Know why you’re doing it. Be clear on what have to offer each other. Treat people fairly. Integration is not without its complexities or work, but it’s all surmountable and can lead to a stronger outcome for everyone in the end.

You executed on your M&A strategy, found the right company to acquire and survived diligence and negotiations. Now it’s time to bring two businesses together – but that means two cultures, two sets of employees and at least two ways to doing things.

In the final post of our GrowthBits series on M&A, our panel of corporate development leaders weigh in on the ever-challenging task of acquisition integration.

Our panel of experts:

  • Jesse Gray, Senior Vice President, Corporate Development, acceleTEQ
  • Joe Luceri, Chief Development Officer, Schweiger Dermatology Group
  • Ed Spaniel, legal and corporate development lead at SDI Health (sold to IQVIA in 2011) and SICOM Systems (sold to Global Payments in 2018)

Here’s how they recommend approaching the people, process and communication challenges that often come with acquisition integration.

 


Jesse Gray: Make it clear that all employees, customers and suppliers matter

It sounds simple, but it is imperative to have an acquisition integration strategy or framework.
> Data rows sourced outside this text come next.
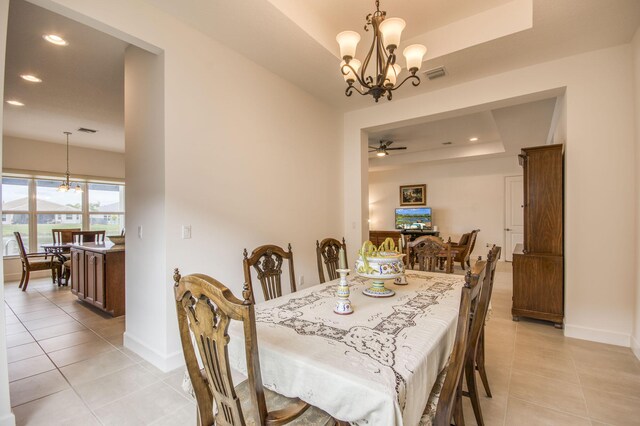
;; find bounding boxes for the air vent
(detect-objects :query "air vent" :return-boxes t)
[424,67,447,80]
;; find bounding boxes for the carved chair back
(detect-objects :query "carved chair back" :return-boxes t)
[71,231,105,244]
[316,238,349,283]
[51,228,82,244]
[434,271,478,426]
[467,229,480,258]
[468,245,502,357]
[465,245,501,424]
[13,231,29,266]
[173,269,267,426]
[406,235,447,271]
[242,244,296,303]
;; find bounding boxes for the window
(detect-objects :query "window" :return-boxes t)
[2,178,30,256]
[87,183,124,235]
[2,177,124,256]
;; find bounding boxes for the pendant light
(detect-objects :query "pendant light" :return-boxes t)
[58,132,82,192]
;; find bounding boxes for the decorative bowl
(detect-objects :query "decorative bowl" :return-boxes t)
[355,238,404,297]
[107,235,124,245]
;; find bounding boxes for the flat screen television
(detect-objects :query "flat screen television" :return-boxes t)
[396,207,432,229]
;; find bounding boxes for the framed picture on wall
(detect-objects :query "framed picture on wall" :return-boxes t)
[400,185,427,206]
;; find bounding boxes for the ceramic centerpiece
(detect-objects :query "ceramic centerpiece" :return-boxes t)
[356,238,404,297]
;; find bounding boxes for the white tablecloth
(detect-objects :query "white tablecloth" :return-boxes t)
[229,271,464,426]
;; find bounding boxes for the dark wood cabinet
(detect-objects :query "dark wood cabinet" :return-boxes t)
[511,145,564,327]
[71,243,125,316]
[71,248,84,299]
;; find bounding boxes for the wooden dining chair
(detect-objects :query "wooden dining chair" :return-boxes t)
[13,231,58,291]
[173,269,338,426]
[242,244,296,303]
[71,231,105,244]
[449,229,480,270]
[316,237,349,283]
[465,245,502,414]
[406,235,451,271]
[419,271,478,426]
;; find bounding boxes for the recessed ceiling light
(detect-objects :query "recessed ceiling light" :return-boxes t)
[20,74,42,83]
[42,34,69,46]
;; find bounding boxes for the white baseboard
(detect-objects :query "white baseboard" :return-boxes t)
[0,271,51,284]
[564,324,631,348]
[631,336,640,359]
[0,412,16,426]
[123,331,184,373]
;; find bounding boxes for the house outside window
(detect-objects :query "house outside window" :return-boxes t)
[2,176,124,256]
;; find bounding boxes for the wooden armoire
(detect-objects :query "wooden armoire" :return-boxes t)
[511,145,564,328]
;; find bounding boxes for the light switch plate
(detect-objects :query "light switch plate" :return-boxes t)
[182,225,191,240]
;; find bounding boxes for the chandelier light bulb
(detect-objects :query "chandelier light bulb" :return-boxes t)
[340,59,361,82]
[402,44,427,73]
[380,18,407,50]
[384,64,402,87]
[336,31,360,59]
[336,0,427,101]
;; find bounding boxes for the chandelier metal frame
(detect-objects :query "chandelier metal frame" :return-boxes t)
[340,0,420,102]
[58,132,82,192]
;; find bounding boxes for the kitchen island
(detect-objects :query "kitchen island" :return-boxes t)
[71,241,125,317]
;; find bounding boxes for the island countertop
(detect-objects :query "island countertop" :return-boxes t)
[69,241,124,253]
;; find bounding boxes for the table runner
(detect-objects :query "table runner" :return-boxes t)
[229,271,464,426]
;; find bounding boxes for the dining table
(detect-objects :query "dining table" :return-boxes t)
[41,243,71,286]
[228,271,464,426]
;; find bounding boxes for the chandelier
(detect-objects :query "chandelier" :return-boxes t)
[336,0,427,102]
[58,132,82,192]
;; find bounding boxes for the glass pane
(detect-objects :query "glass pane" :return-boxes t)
[89,214,124,236]
[2,178,29,212]
[88,183,124,212]
[2,213,29,256]
[36,180,82,212]
[36,213,82,248]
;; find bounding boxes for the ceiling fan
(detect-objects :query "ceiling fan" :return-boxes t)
[369,139,407,157]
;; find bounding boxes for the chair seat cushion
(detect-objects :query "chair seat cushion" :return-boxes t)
[29,259,55,271]
[182,370,334,426]
[419,364,449,426]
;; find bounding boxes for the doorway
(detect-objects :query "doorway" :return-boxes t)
[504,176,524,262]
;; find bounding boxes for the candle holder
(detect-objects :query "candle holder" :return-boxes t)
[393,274,409,285]
[333,269,353,315]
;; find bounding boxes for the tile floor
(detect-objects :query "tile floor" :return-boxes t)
[5,263,640,426]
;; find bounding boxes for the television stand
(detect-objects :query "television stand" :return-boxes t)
[400,229,440,241]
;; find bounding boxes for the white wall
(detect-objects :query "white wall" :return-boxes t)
[124,46,169,364]
[0,0,16,426]
[369,156,522,258]
[631,28,640,359]
[344,45,637,346]
[22,0,342,369]
[2,136,124,180]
Think about how integration will start, how it will end and what the combined company will look like when all is said and done. Make sure everyone understands why both companies and their people matter and how they will be better together. The plan should include a timeline, measurable milestones and careful consideration of the impact on culture.

Your acquisition integration framework will start to form naturally during diligence. Focus on the top three things in each business area (e.g., HR, IT, Sales, Operations, etc.) that will drive the most value with the least amount of work, and when one is complete move on to the next. This will be a significant undertaking, but keeping people focused on a limited set of items makes the work more digestible and you can celebrate smaller wins along the way.
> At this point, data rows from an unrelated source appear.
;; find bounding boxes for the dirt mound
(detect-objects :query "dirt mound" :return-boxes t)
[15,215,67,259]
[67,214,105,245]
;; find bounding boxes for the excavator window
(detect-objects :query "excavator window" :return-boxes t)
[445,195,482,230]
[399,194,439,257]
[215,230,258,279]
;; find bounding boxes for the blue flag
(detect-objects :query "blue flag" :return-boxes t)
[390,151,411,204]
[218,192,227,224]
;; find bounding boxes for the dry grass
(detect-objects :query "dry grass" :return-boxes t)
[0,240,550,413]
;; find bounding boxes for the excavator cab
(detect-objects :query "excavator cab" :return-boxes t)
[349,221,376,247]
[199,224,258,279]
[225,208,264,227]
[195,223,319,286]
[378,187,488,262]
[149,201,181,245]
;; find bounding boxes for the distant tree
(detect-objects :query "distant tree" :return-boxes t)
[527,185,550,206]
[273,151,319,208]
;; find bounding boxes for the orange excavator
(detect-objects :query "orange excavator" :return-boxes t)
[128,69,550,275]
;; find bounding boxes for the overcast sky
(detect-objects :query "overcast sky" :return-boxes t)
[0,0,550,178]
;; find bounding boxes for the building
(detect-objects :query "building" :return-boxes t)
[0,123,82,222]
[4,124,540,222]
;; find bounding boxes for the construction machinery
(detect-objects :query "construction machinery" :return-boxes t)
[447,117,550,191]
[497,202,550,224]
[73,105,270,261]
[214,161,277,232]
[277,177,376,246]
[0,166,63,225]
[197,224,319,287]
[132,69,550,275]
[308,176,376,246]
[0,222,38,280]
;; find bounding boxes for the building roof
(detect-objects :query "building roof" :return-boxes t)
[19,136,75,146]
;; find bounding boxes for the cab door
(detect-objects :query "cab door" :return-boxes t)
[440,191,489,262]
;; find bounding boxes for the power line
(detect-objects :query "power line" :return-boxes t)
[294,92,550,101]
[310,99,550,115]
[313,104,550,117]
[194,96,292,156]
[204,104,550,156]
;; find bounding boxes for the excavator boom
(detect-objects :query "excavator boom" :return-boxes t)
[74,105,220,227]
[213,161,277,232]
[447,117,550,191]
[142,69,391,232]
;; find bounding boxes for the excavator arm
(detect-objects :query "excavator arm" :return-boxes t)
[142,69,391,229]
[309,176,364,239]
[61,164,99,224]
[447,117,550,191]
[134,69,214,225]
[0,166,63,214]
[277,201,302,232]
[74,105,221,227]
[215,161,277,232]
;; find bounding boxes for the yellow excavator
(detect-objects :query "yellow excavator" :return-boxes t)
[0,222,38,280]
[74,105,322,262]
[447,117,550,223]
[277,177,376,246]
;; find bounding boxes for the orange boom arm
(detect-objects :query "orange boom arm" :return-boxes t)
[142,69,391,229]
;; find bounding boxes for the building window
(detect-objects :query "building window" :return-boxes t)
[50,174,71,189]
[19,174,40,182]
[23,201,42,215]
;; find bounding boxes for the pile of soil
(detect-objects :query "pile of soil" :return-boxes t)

People are essential in this process. Show everyone why they’re important and communicate clearly about the opportunities they will have as part of a larger organization. Make it clear that the company cares for its people and remember that actions speak louder than words. For some key employees that you feel are still at-risk of leaving, retention agreements and bonuses can be an effective tool to keep them engaged.

It is vital that no disruption is felt by customers and suppliers. Keep all the exposure to the integration process internal at your two companies until you are ready to present one cohesive business to the outside world.
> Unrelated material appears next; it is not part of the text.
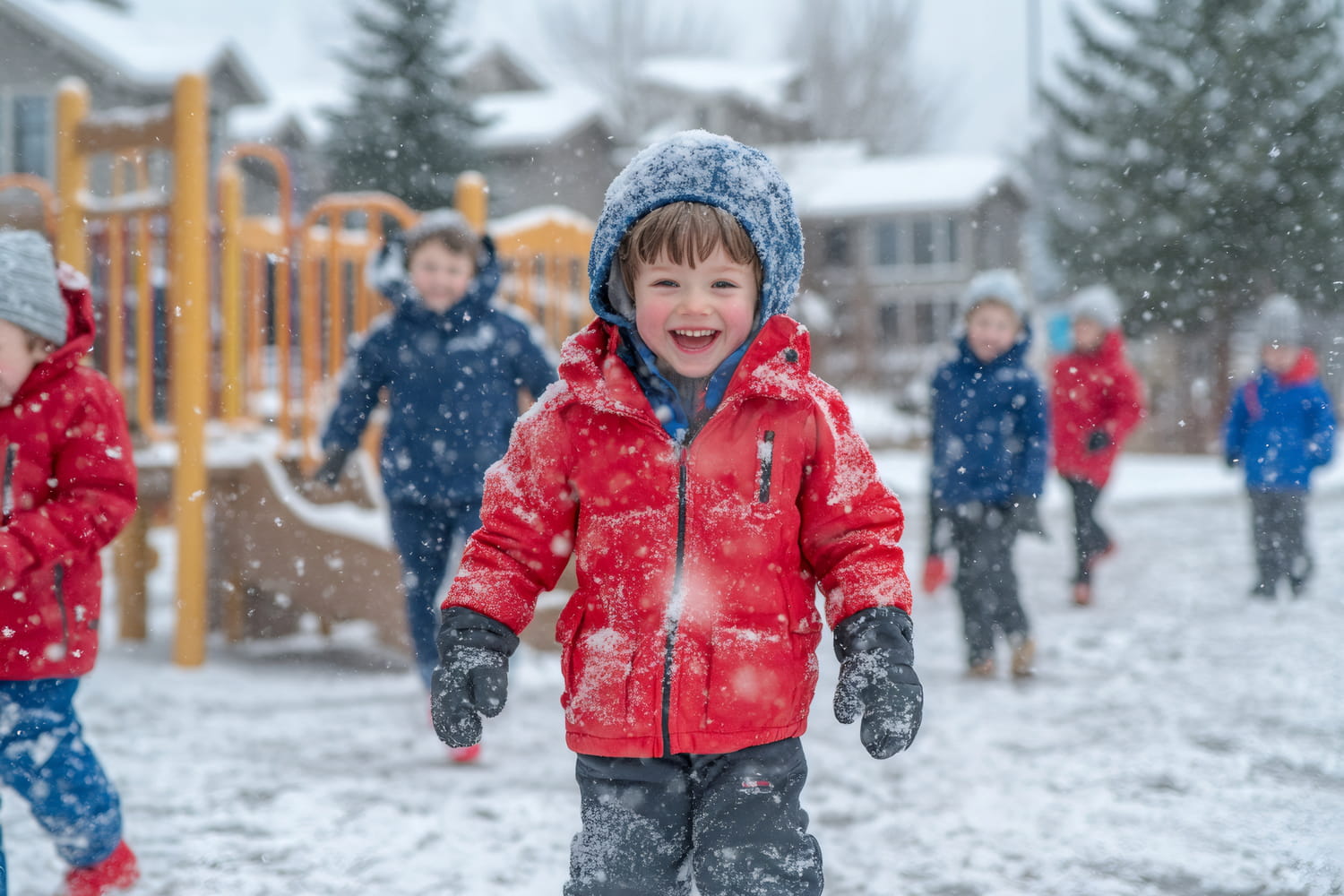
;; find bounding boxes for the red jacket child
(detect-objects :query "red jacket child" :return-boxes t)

Like everything else, integration should be performance based. Set targets and outline what needs to happen to reach them; you can adjust and change strategy as you go if things aren’t working or unforeseen issues pop up (though hopefully you identified all the risks during diligence). Make sure that there is accountability all the way up to the integration head so each leader, committee member and individual contributor has designated responsibilities that will be monitored and measured.

M&A is not as difficult as it may seem. Know why you’re doing it. Be clear on what you and the seller have to offer each other. Treat people fairly. Integration is not without its complexities or significant work, but it’s all surmountable and can lead to a stronger outcome for everyone in the end.

Keep all the exposure to the integration process internal at your two companies until you are ready to present one cohesive business to the outside world.

Joe Luceri: Have a champion on the ground and communicate early and often

Integration planning should begin during the due diligence process. Invite key players and team leaders, especially from HR, Operations, Marketing and Finance to regular status meetings. The integration team should start planning once the LOI is signed.

Have a champion on the ground from the seller’s side to help with integration; involving someone who is an influencer and has early buy-in can make the process much easier. At Schweiger, since we acquire dermatology practices, we look for a physician who is respected as a cultural leader to help us onboard the other physicians, as well as an influential management level professional from the support staff to help sell our message.

Use what you learned during diligence to develop the integration plan and weave it into the longer-term strategy. If you’re going to make any changes to the way the business operates, outline the timing and what is expected of people. Don’t try to figure it out after you close the deal. Don’t make changes that don’t need to be made. Sometimes those changes do more harm than good.

Communicate with employees early and often. Start with the rainmakers and influencers. Discuss their needs going forward: schedules, compensation and employment terms. Clearly define reporting relationships and let people know how things will work in the future. Sometimes no matter what you do, people can overreact. But clear and constant communication can mitigate this.

Have a plan for addressing each employee’s situation before you close a merger or acquisition. Usually employees have three questions: Am I going to have a job? If so, what will my compensation look like? And are my working conditions changing? We like to prepare an orientation packet for each employee so that shortly before closing they have answers about their role, compensation, benefits, and other concerns.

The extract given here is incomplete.